Tarjei Dale

Personal information
- Date of birth: 4 January 1983 (age 43)
- Place of birth: Skien, Norway
- Height: 1.80 m (5 ft 11 in)
- Positions: Midfielder; forward;

Team information
- Current team: Notodden
- Number: 16

Youth career
- Gjerpen IF
- Odd Grenland

Senior career*
- Years: Team / Apps / (Gls)
- 2002–2008: Odd Grenland / 68 / (8)
- 2005: →Pors Grenland (loan) / 16 / (1)
- 2008–2009: Sogndal / 38 / (14)
- 2010–2012: Notodden / 15 / (1)
- 2013-2019: Skiens Grane / 20 / (20)

International career^{‡}
- Norway U19 / 3 / (0)
- Norway U20 / 2 / (0)
- Norway U20 / 6 / (0)

= Tarjei Dale =

Norwegian footballer (born 1983)

Tarjei Dale (born 4 January 1983) is a retired Norwegian professional football player.

==Club career==

Dale came to Odd Grenland as a junior player from Gjerpen IF in 2000. He got called up to their main squad in 2002 after playing several games for their reserve team.
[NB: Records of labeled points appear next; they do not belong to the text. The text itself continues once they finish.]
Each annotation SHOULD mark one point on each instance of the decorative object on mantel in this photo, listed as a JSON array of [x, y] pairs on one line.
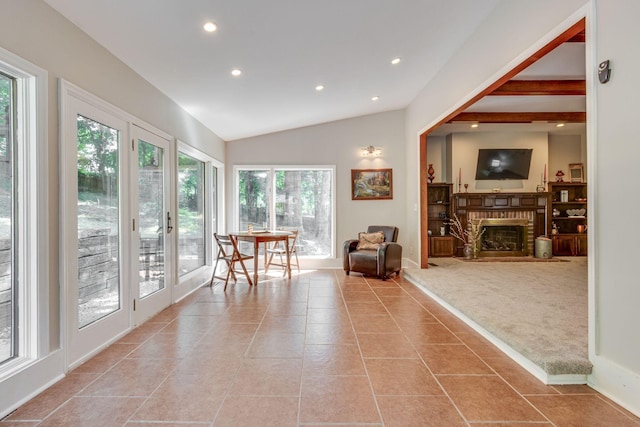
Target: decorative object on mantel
[[431, 173], [469, 237], [543, 182]]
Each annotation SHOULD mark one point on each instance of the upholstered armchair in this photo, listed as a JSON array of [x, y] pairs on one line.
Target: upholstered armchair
[[374, 253]]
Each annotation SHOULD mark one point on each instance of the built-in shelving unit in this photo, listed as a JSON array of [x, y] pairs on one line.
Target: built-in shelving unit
[[439, 205], [568, 217]]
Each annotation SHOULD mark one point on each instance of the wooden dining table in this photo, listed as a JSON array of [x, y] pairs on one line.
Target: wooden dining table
[[259, 237]]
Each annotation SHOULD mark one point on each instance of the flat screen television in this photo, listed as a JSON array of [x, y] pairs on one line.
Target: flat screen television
[[503, 163]]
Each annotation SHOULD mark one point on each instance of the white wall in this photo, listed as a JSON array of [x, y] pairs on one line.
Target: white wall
[[337, 143], [564, 150], [614, 345]]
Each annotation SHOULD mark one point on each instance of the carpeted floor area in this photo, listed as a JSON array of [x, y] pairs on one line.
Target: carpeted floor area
[[539, 309]]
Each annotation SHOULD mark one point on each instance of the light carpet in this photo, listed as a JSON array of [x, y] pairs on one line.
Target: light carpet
[[538, 309]]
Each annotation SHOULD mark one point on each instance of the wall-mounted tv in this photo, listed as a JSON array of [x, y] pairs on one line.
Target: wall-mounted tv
[[503, 163]]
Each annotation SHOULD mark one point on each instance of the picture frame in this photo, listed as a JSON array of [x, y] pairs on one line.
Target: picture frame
[[371, 184], [576, 172]]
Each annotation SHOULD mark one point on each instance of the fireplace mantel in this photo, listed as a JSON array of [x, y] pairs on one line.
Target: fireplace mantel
[[504, 205]]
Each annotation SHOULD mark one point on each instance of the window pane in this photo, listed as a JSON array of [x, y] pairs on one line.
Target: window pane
[[254, 198], [151, 217], [98, 219], [214, 198], [8, 288], [304, 201], [191, 232]]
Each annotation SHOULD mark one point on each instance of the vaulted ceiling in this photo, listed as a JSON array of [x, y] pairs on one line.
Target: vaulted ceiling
[[547, 92], [285, 49]]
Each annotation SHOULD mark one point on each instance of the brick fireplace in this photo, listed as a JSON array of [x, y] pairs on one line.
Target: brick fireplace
[[512, 221], [505, 236]]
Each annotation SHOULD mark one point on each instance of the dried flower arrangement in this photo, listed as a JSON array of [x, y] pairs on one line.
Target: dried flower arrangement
[[470, 235]]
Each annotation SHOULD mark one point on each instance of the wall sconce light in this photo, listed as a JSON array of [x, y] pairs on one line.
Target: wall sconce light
[[371, 151]]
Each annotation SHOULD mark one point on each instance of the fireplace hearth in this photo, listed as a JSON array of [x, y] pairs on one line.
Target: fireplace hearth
[[503, 237]]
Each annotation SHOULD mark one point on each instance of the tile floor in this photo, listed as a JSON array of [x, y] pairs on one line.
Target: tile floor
[[322, 349]]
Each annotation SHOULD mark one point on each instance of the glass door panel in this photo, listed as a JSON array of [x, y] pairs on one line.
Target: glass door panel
[[150, 193], [191, 214], [151, 217], [99, 292], [94, 187], [8, 227]]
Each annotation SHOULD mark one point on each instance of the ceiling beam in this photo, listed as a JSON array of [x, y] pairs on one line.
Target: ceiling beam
[[570, 33], [541, 87], [524, 117], [578, 38]]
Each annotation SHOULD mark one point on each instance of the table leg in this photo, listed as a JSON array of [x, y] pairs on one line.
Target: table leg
[[256, 245], [286, 247]]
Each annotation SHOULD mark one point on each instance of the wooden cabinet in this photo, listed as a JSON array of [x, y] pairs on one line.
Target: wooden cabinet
[[568, 216], [570, 245], [441, 246], [439, 205]]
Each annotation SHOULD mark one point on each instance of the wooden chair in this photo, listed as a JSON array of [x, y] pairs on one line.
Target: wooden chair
[[279, 249], [229, 253]]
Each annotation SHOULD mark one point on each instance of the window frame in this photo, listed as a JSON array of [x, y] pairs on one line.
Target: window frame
[[209, 205], [31, 272], [271, 169]]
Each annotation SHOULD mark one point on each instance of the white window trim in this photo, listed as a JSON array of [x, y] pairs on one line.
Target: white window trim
[[33, 203], [16, 376], [209, 162], [271, 168]]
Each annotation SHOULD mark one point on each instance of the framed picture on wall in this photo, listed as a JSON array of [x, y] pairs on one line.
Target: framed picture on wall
[[371, 184], [576, 172]]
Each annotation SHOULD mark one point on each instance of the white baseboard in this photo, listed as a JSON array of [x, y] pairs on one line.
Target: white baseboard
[[30, 381], [616, 382]]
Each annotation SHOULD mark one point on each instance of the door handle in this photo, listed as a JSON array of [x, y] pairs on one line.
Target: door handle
[[169, 226]]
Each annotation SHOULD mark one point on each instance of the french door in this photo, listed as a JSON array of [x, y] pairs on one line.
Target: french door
[[115, 222], [96, 256], [151, 224]]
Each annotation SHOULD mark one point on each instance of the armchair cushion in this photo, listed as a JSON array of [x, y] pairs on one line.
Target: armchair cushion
[[370, 240], [383, 259]]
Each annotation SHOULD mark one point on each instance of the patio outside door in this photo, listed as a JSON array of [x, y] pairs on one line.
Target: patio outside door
[[152, 225]]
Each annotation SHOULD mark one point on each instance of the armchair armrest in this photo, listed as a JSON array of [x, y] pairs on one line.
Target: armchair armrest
[[389, 258], [349, 246]]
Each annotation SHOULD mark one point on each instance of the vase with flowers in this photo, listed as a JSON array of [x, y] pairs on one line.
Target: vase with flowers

Tarjei played his first match for Odd Grenland when he played 1 minute against Moss FK in July 2002, that was his only match for the season.

In 2006 Odd Grenland played relegation play-off against Bryne FK. In the first match, where Odd Grenland won 3–0 at home, Tarjei scored two goals. In the second match, where Odd Grenland won 7–1 away, Tarje scored 3 goals.

In August 2008, Tarjei signed a two-year contract with Sogndal Fotball, he came to Sogndal from Odd Grenland on a free transfer. He played the fall season for Sogndal and played 11 matches and scored 5 goals.

Dale joined Notodden ahead of the 2010-season.